Monday 24 March 2014

Blow, wind, and crack your cheeks...the ones on your face

We've been having some weather of late in London.  I was up in town on Saturday, shopping for birthday gifts for a 14-year-old boy (good luck with that, by-the-way).  I was mooching through Oxford Circus when a bank of angry-looking grey cloud coalesced overhead and decided it had had enough.

An almighty peal of thunder rang out, which was as surprising as it was alarming because it was a decidedly chilly day.  Here in Eng-er-land, we exclusively associate thunder with extreme heat, i.e. anything over 19 degrees cee.  Shortly after the sound and fury came the payload: a short, but genuinely violent hail storm.  

I hid under the auspices of John Lewis to let the weather do its thang when out of the store rushed several excited tourists, phones in hand, and started filming the downpour.  They'd clearly never seen hail.  And some of them appeared so amazed and befuddled by the experience that I can only conclude that they never even heard of it.  Where on earth could you live to have not heard of all possible weather conditions, even the ones that don't attend in your locale?  As Del Boy once rightly observed: I've got a pair of desert boots indoors, but you don't see me down The Sahara, do you?

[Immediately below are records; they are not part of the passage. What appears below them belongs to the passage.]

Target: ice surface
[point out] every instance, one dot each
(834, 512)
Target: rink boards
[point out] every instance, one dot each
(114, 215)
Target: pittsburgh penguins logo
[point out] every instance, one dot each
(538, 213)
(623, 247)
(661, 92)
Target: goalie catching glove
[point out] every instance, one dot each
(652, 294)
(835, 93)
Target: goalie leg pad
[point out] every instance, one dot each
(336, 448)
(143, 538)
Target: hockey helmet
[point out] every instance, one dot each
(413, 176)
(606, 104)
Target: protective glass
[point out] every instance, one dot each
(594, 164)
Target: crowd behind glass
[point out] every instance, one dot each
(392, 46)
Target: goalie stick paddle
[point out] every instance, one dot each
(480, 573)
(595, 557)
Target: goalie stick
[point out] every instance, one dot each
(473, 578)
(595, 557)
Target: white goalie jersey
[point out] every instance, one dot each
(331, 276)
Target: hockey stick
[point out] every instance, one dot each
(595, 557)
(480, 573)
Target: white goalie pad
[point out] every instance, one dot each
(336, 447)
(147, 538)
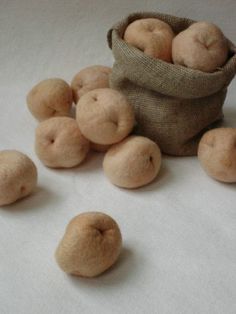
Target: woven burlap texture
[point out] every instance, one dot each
(174, 105)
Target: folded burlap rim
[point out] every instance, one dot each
(160, 76)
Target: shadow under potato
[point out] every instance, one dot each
(40, 198)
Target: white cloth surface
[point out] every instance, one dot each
(179, 233)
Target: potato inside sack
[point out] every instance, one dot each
(152, 36)
(202, 46)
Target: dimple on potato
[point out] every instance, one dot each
(59, 143)
(202, 47)
(90, 78)
(91, 244)
(217, 154)
(132, 163)
(105, 116)
(152, 36)
(50, 98)
(18, 176)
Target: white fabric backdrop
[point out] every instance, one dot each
(179, 232)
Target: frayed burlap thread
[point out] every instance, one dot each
(174, 105)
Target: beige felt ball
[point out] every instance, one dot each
(217, 154)
(18, 176)
(59, 143)
(133, 162)
(152, 36)
(99, 147)
(93, 77)
(50, 98)
(202, 47)
(91, 244)
(104, 116)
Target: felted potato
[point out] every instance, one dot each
(133, 162)
(152, 36)
(202, 47)
(217, 154)
(18, 176)
(104, 116)
(93, 77)
(50, 98)
(99, 147)
(59, 143)
(91, 244)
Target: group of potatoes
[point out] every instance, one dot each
(104, 120)
(202, 46)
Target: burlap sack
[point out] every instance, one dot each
(174, 105)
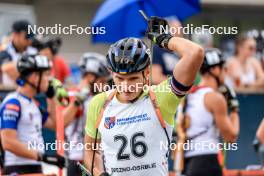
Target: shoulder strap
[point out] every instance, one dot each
(107, 101)
(156, 107)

I've just finished reading The Mayor of Casterbridge.  I read quite a bit a Hardy in my youth.  Everyone in England seems to do this.  We read it under sufferance.  I'm not sure why.  I supposed because it so beloved of the public exams syllabus setters.  His work is afforded a certain caché, therefore, like Dickens.  I must say I quite enjoyed old MofC.  It's a bit of a curate's egg, but I was genuinely affected by the incorrigible descent of the protagonist.  Sad to witness.